1. ‍Reducing volume and velocity of stormwater runoff: The dense root system of grass acts as a natural sponge, absorbing and holding rainwater. This process helps to slow down the flow of water, allowing it to infiltrate into the soil. By absorbing and storing water, grass reduces the volume and velocity of stormwater runoff, alleviating strain on sewer systems, and minimizing the risk of flash flooding and erosion.‍
2. Replenishing groundwater resources: The absorption and retention of stormwater by grass in urban areas helps replenish groundwater resources. As water infiltrates into the soil, it gradually seeps down to recharge underground aquifers, which serve as crucial water sources for drinking water supplies, irrigation, and ecological balance. By contributing to groundwater recharge, grass assists in sustaining water availability and supporting the overall water cycle in urban areas.‍
3. Bio filter: Natural grass acts as a bio-filter by effectively filtering pollutants and impurities from water and air as they pass through its root system and blades. The root system of grass plants helps to trap and retain sediment, debris, and contaminants such as microplastics present in stormwater runoff, preventing them from reaching water bodies and improving water quality. Additionally, the blades of grass have the ability to capture airborne particles, such as dust and pollen, and absorb harmful gases, thereby enhancing air quality, making it an effective bio-filter in urban environments.‍
4. Soil stabilization: The root system of grass helps to anchor the soil and prevent erosion. When rainfall hits bare soil or compacted surfaces, it can lead to soil erosion and sedimentation in water bodies. However, grass acts as a protective cover, binding the soil together and reducing erosion. This contributes to the overall stability and health of the surrounding ecosystem.‍
5. Temperature regulation: Grass has a cooling effect on the surrounding environment through a process known as evapotranspiration. As grass releases moisture into the air through transpiration, it helps to lower the ambient temperature, reducing the heat island effect in urban areas. This cooling effect can improve air quality and create a more comfortable and pleasant living environment at a time heatwaves in Europe and US are becoming commonplace in the summer.‍
6. Positive impact on well-being: The presence of grass in urban spaces has been shown to have a positive impact on the well-being of city dwellers. Research suggests that exposure to green spaces, including grassy areas, can reduce stress levels, improve mental health, and enhance overall quality of life. Grass also provides opportunities for recreation, offering spaces for outdoor activities, picnics, sports, and leisurely walks. These recreational opportunities foster community engagement and social interaction, contributing to a sense of well-being and connection among residents.

Conclusion

To conclude, green infrastructure plays a vital role in ensuring effective stormwater management in urban areas.  Integrating green roofs, rain gardens, permeable pavements into urban planning and development, and growing grass in urban public spaces that are normally covered in concrete and asphalt, facilitates effective management of urban stormwater while promoting the overall sustainability and resilience of urban environments.
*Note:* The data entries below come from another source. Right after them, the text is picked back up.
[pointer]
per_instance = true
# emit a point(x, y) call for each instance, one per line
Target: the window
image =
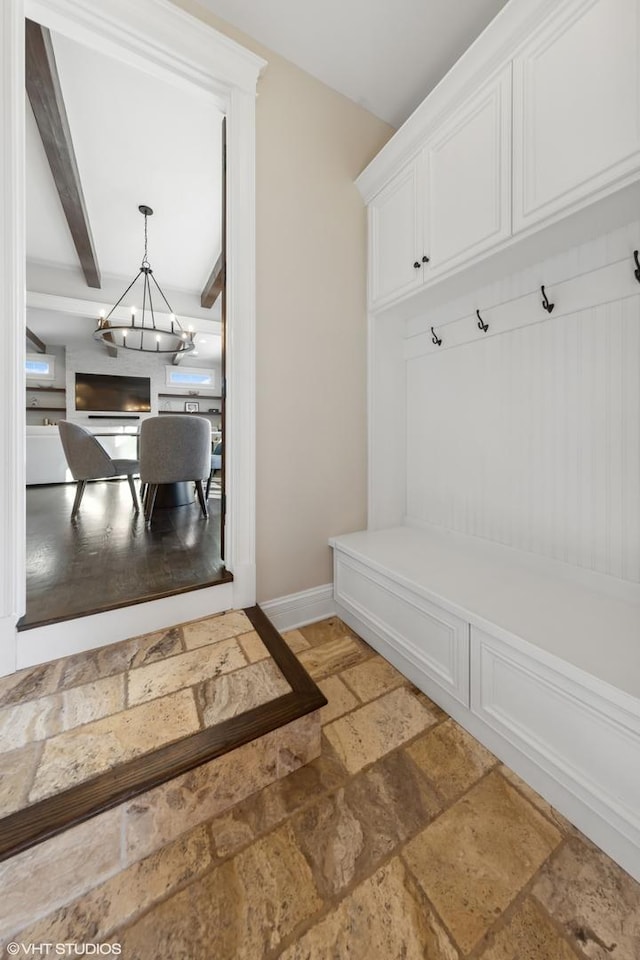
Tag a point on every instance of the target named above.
point(40, 366)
By utilizing Capillary Hydroponics to grow grass in public spaces as part of their green infrastructure projects, city authorities can effectively manage stormwater while reaping numerous benefits. With Capillary Hydroponics, cities can enhance stormwater management, improve the aesthetic appeal of public spaces, and create more sustainable and resilient urban environments. Capillary Hydroponics is one of the best options for application in urban spaces with high footfall because it enables the growth of strong and resilient compaction-resistant grass. It is an investment that yields long-term benefits for both the city and its residents.